I'd like to get some input on a tricky problem regarding caching in memcached (or accelerator cache). For Wikidata, we often need to look up the label (name) of an item in a given language - on wikidata itself, as well as on wikis that use wikidata. So, if something somewhere references Q5, we need to somehow look up the label "Human" in English resp "Mensch" in German, etc.
The typical access pattern is to look up labels for a dozen or so items in a handful of languages in order to generate a single response. In some situations we can batch that into a single lookup, but at other times, we do not have sufficient context, and it will be one label at a time. Also, some items (and thus, their labels) are references a lot more than others.
Anyway, to get the labels, we can either fetch the full data item (several KB of data) from the page content store (external store). This is what we currently do, and it's quite bad. Full data items are cached in memcached and shared between wikis - but it's still a lot of data to move, and may swamp memcached.
Alternatively, we can fetch the labels from the wb_terms table - we have a mechanism for that, but no caching layer.
And now, the point of this email: how to make a caching layer for lookups to the wb_terms table?

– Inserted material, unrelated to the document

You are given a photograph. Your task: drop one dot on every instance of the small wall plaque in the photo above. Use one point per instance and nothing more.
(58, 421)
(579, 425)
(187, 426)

Naively, we could just give each label (one per item and language) a cache key, and put it into memcached. I'm not sure this would improve performance much, and it would mean massive overhead to memcached; also, putting *all* labels into memcached would likely swamp it (we have in the order of 100 million labels and descriptions).
We could put all "terms" for a given entity under one cache key, shared between wikis.But then we'd still be moving a lot of pointless data around. Or we could group using some hashing mechanism. But then we would not be able to take advantage of the fact that some items are used a lot more often than others.
I'd like a good mechanism to cache just the 1000 or so most used labels, preferably locally in the accelerator cache. Would it be possible to make a "compartment" with LRU semantics in our caching infrastructure? As far as I know, all of a memcached server, or all of an APC instance, acts as a single LRU cache.
In order to make it less likely for rarely used labels to hog the cache, I can think of two strategies:
1) Use a low expiry time. If set to 1 hour, only stuff accessed every hour stays in the cache.
2) Use randomized writing: put things into the cache only 1/3 of the time; this makes it more likely for frequently used labels to get into the cache... I'm no good at probabilities and statistics, but I'd love to discuss this option with someone who can actually calculate how well this might work.
So, which strategy should we use? We have:
* Full item data from external store + memcached * Individual simple database queries, no cache * DB query + memcached, low duration, one key per label * DB query + memcached, randomized, one key per label * Group cache entries by item (similar to caching full entities) * ...
Are there other options, or other aspects that should be considered? Which strategy would you recommend?
-- daniel